L’avocate
Faouzia Bacha Amdouni considère que “les gens ont tendance à accuser la
révolution de tous les maux y compris de la catastrophe environnementale qui
persiste depuis trois ans dans le pays. En fait, cette dernière n’a pas été
causée par la révolution, mais plutôt par la corruption et le régime mafieux,
dont les caciques sont encore là et ne veulent pas changer les choses de peur
d’être découverts”.
Lors d’une conférence de presse tenue vendredi à Tunis, elle a souligné que “les
trois gouvernements successifs et les autorités de tutelle ne sont pas parvenus
à trouver une solution rien que pour la collecte des déchets qui envahissent les
rues et enveniment la vie des Tunisiens”.
«Le département même de l’Environnement a été créé en 2005, non pour développer
les politiques et les projets innovateurs de traitement des déchets ou des
stations d’assainissement, mais pour recevoir les ressources des bailleurs de
fonds internationaux et les investir, en absence totale de contrôle, dans des
projets personnels profitant aux clans au pouvoir et à leurs proches»,
affirme-t-elle.
Preuve à l’appui, le rapport de la Cour des comptes pour 2012, dont elle a
présenté une copie aux journalistes, évoque des “fonds colossaux destinés, au
départ, à la réalisation de projets environnementaux et qui ont été décaissés,
durant la période 2007-2010, par le ministère de l’Environnement à travers ses
agences (ANGED, ANPE, APAL, ONAS, CITET ..), pour exaucer les vœux de la mafia
qui était en place avant janvier 2011”.
Elle a cité quelques exemples de l’utilisation frauduleuse des fonds collectés
dont l’acquisition, au profit du ministre de l’Environnement (un proche de Ben
Ali), de médicaments pour des maladies chroniques pour un montant de plus de 6
mille dinars, l’aménagement des alentours de l’Ecole internationale de Carthage
(établissement privé de Leila Ben Ali), pour un investissement de l’ordre de 178
mille dinars, l’aménagement d’un bus dans le cadre de la campagne électorale
présidentielle, ou encore l’acquisition moyennant un montant de 400 mille dinars
de jouets pour les enfants des familles au pouvoir et l’investissement de 10
mille dinars pour l’acquisition de fleurs (2009).

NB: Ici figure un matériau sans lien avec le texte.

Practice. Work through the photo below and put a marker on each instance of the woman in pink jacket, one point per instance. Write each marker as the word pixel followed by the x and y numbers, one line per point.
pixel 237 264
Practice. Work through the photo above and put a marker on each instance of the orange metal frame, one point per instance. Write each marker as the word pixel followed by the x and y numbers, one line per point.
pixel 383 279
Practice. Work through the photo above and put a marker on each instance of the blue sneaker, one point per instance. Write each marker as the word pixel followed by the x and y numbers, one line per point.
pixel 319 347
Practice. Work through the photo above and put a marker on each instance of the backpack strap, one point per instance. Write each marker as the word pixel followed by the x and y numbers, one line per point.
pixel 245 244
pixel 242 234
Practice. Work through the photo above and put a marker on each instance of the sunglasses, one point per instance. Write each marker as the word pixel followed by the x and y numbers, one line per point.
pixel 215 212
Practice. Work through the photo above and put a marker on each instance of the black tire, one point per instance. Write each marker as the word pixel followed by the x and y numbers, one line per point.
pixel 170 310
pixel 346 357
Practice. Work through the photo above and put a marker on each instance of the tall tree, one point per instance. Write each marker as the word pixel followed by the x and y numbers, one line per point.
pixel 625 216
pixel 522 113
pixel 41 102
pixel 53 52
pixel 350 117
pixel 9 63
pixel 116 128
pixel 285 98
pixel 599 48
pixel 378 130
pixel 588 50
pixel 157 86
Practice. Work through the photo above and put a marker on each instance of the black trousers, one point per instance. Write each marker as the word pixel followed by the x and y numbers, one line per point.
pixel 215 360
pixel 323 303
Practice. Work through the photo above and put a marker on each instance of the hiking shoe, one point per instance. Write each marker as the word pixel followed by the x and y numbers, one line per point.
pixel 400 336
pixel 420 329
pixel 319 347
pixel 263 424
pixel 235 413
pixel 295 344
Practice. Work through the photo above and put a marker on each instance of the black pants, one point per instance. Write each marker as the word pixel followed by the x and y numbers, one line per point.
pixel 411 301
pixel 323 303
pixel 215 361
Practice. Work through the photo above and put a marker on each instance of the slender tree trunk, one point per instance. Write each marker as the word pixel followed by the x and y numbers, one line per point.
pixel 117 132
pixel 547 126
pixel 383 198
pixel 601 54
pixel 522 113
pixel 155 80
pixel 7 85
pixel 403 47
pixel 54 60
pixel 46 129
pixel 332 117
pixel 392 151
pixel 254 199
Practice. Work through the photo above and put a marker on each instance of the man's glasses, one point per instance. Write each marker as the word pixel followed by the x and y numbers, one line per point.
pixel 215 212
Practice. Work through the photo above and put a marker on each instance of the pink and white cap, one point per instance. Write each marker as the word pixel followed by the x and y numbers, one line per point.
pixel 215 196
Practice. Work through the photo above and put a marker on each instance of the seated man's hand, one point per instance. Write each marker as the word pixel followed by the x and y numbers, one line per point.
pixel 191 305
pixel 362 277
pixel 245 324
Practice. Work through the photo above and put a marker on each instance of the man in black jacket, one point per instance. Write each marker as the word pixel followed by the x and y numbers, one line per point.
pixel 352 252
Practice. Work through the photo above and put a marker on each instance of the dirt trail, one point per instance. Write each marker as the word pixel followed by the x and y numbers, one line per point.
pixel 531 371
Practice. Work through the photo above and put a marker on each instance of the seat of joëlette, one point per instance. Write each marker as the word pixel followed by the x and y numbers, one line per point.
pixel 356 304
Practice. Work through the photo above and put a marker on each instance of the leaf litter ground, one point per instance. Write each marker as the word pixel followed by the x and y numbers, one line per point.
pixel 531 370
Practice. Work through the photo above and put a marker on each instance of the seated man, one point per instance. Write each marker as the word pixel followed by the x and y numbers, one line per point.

Pourquoi aucune alternative n’a été trouvée alors que le système de gestion des
déchets est défaillant?, s’interroge l’avocate avant de répondre: “parce que
nombreux sont les responsables encore en fonction au sein des agences relevant
du département de l’environnement et qui oeuvrent non pour concevoir de
nouvelles stratégies, mais occulter leurs implications dans des affaires de
corruption».
Depuis la révolution, le système de gestion des déchets s’est trouvé de plus en
plus défaillant et a même suscité des troubles sociaux dans plusieurs régions,
dont les récents affrontements à Guellala à Djerba, où les citoyens habitant aux
environs des décharges, exposés à des risques de maladies graves, ont revendiqué
la fermeture de ce site mal géré dès le départ.
La situation risque de s’envenimer encore, prévient Karim Abdelwaheb, président
de l’Association tunisienne pour la promotion de la santé, en évoquant les
dépassements dans la gestion des déchets hospitaliers assurée, dans la plupart
des cas, par des sociétés privées sans aucun suivi du ministère de la Santé ni
de l’ANGED, chef de file pour les contrats de ce genre.
«Nous avons mené des investigations et confirmé qu’aucune société ne gère
convenablement ces déchets dangereux pour la santé humaine et l’environnement»,
a-t-il affirmé.
Pour sa part, Nabil Hammada, président de l’Association tunisienne des
ingénieurs agronomes (ATIA), a qualifié de «bombes à retardement» le système de
collecte des eaux usées et des bassins de lixiviats au sein des décharges.
Il a indiqué que les impacts des méthodes de traitement actuel des eaux et aussi
des déchets (mise en terril, collecte dans des bassin à ciel ouvert, versement
des eaux dans les barrages…) “auront des répercussions graves et de long terme
sur les exploitations agricoles, l’eau, les productions agricoles. Ce qui a
contribué aux déclenchement des derniers affrontements à Guellala à Djerba,
c’est encore l’implosion des bassins de lixiviats (eaux toxiques) et
l’infiltration des eaux dans les champs agricoles, lesquelles ont provoqué la
révolte des agriculteurs de cette localité”.